HomeThe Leading StarsChapter 24 — Heaven's Reckoning (3)

Chapter 24 — Heaven’s Reckoning (3)

Ye Xun said, “I don’t know how I fell asleep — or whether I lost consciousness.”

Everyone’s faces were etched with disbelief.

Ye Xun’s expression suddenly turned horrifying, as though he had been plunged into a nightmare. “Then I found myself — no, I and the car both fell into water. Water was flooding in from somewhere, and the whole interior of the vehicle was filling up rapidly. I could hear it: gurgling, gurgling — we were sinking, and everything around me was black. I was terrified out of my mind. I couldn’t get out. I was desperate, panicking. The water filled the cabin completely. I held my breath. I couldn’t stand it anymore — I was choking, drowning. Just when I felt I was about to die, the window broke open, the water rushed out, and I… I seemed to come back to life.”

And so it was.

As Ba Yunye listened, she was stunned — and also deeply satisfied. She shot him a sidelong glance, thinking to herself: Damn well serves him right.

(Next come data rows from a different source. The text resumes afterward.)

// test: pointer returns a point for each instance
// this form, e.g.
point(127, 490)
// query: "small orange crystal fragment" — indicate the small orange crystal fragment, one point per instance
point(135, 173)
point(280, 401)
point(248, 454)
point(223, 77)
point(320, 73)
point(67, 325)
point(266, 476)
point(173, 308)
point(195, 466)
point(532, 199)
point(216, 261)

“You might have… fallen asleep in the truck and had a nightmare,” someone offered.

“It was not a nightmare!” Ye Xun said with absolute certainty. “It was real!! It was all completely real!!”

A chill ran through everyone present.

What Ye Xun described was not a dream. Looking at how soaking wet the outside of the truck was, and the drowning symptoms he had shown when first pulled from the vehicle, the whole situation did indeed closely resemble a case of falling into water. Yet the spot where the truck had come to a stop was not a place where falling into water was even remotely possible. For a moment, everyone was at a complete loss — like a monk before a riddle no scripture could solve.

Ba Yunye glanced at the herders outside, still kneeling in prayer, and said softly:

“The Celestial Lake.”

Diao Zhuo’s eyes widened slightly.

Ba Yunye stepped out of the tent. Diao Zhuo followed. She wore an expression of rare gravity. “According to accounts, some of the earlier explorers who crossed Qiang Tang once photographed an enormous number of Tibetan antelopes gathered at a vast lake inside the zone. Because of its altitude and its obscurity, it came to be called the ‘Celestial Lake.’ Whether it was actually a third major gathering site for Tibetan antelopes — alongside Zhuonai Lake and Sun Lake — was something everyone desperately wanted to know. Strangely, when a survey team went specifically to find it, using photographs and coordinates provided by those people, they found nothing. Occasionally others reported catching sight of the Celestial Lake, but the coordinates they gave were completely different from the first group’s. Over time, it became a profoundly mysterious place. The herders of northern Tibet say it has legs — that it migrates just like the Tibetan antelopes, and it is the final protective deity of the highland spirits.”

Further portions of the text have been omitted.